The National Coalition Building Institute (NCBI) has conducted programs on hundreds of college and university campuses across North America and the Pacific. They have launched campus affiliates on sixty campuses where faculty, students and administrators have made an institutional commitment to using NCBI programs as a mechanism to provide an ongoing response to discrimination, oppression and handling controversial issues. More recently, NC State has become a member of the Carolina Coalition.
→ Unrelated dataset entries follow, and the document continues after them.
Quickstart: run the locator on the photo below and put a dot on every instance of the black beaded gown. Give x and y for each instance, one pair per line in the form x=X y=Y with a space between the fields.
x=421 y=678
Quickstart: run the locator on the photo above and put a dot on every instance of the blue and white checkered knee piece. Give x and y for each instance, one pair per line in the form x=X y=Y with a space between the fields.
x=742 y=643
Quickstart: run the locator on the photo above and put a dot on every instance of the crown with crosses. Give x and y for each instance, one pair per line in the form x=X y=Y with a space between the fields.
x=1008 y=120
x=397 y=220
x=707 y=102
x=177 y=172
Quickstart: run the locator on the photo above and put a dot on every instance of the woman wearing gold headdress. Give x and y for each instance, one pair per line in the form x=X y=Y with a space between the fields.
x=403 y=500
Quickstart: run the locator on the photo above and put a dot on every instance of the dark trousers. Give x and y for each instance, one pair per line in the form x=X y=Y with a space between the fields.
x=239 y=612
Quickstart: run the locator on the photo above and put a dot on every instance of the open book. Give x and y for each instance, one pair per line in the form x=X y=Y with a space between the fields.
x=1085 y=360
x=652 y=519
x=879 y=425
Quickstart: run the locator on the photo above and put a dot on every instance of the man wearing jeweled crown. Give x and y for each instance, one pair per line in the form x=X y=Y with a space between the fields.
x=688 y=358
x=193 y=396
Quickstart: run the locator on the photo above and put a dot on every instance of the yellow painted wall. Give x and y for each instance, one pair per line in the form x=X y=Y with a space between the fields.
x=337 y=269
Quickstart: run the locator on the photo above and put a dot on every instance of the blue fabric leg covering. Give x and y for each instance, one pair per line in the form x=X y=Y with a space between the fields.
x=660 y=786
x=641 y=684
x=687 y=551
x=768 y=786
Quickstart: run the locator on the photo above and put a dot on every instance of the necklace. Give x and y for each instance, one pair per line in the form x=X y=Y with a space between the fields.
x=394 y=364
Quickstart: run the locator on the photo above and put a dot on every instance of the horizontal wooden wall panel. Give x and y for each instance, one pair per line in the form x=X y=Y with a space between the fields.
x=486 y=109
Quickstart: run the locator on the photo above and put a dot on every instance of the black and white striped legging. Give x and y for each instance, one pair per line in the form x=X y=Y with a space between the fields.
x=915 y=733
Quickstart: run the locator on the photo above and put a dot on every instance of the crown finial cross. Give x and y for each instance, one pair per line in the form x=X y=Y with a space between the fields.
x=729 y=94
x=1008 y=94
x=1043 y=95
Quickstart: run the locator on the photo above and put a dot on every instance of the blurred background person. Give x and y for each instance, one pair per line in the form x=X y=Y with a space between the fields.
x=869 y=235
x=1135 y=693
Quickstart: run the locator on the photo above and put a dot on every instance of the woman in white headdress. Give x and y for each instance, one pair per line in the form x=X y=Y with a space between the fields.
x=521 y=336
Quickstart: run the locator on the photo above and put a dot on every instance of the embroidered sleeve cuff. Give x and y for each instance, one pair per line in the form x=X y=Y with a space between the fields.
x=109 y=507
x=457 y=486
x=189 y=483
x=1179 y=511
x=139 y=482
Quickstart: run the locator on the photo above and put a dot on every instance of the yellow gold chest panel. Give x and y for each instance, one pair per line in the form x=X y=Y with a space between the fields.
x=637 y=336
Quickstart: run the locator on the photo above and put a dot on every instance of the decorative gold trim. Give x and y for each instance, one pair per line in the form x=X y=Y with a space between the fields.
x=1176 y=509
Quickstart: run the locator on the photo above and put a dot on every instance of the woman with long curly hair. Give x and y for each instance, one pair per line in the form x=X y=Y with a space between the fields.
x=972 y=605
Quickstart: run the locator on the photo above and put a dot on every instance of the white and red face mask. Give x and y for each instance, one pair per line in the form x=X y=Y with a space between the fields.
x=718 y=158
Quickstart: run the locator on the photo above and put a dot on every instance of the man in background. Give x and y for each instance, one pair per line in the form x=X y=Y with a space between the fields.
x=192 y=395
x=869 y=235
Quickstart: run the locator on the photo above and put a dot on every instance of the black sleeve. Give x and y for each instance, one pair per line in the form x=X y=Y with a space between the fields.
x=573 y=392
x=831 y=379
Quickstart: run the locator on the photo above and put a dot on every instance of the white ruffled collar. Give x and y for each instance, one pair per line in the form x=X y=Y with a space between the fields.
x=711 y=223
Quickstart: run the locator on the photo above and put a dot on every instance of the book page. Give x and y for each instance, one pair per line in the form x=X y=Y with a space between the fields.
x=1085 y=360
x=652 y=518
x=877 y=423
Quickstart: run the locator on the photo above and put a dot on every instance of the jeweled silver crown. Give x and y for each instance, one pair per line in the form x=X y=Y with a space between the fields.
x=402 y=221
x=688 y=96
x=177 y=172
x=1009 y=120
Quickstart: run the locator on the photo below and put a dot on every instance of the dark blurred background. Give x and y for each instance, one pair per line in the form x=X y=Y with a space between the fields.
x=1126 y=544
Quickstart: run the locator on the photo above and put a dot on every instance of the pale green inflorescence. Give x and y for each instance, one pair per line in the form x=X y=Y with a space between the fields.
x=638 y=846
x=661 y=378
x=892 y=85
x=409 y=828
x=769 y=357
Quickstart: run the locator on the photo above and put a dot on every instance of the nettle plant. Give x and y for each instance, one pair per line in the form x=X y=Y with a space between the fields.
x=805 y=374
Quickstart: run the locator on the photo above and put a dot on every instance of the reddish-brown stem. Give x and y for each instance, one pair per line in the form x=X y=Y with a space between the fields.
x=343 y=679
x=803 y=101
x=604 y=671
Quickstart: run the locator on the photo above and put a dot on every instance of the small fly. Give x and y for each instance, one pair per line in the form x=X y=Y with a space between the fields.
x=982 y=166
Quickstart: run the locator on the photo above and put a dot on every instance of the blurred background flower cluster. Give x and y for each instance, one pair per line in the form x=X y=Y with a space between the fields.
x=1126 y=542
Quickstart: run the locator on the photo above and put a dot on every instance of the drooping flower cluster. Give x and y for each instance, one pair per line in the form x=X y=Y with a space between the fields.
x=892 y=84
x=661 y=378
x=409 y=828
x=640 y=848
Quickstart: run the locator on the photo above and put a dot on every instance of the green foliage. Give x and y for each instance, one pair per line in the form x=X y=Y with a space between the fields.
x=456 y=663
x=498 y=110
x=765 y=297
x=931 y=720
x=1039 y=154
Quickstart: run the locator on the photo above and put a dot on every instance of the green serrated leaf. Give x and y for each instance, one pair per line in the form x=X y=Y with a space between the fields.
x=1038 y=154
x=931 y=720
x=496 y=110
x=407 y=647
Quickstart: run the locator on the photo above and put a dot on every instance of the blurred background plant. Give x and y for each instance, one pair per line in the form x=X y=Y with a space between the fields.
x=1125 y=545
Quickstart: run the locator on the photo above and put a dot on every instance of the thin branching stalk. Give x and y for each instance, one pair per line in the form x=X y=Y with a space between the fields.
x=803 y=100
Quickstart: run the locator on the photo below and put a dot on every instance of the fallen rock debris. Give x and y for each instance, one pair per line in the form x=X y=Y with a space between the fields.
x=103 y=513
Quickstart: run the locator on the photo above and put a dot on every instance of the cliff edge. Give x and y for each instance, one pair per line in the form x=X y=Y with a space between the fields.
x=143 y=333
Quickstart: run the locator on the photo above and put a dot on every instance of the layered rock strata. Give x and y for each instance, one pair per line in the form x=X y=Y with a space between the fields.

An NCBI campus affiliate is made up of a team of students, faculty and staff from various disciplines who provide a powerful leadership resource for the campus. The team provides proactive workshops to improve the overall campus climate for diversity by building a more inclusive environment and teaches how to effectively shift prejudicial attitudes and be powerful allies for one another. The team is also trained to intervene when tough intergroup conflict arises on the campus or between the campus and the community.

An NCBI affiliate begins with a three-day Train-the-Trainer Seminar. In this seminar, participants learn how to lead the award-winning NCBI Prejudice Reduction Workshop and learn the NCBI Controversial Issues Process. Following this seminar, a campus affiliate director is selected in consultation with the institution. The director serves as the liaison with the NCBI national office, provides leadership for the campus team and receives monthly telephone support and supervision from the national NCBI campus program director.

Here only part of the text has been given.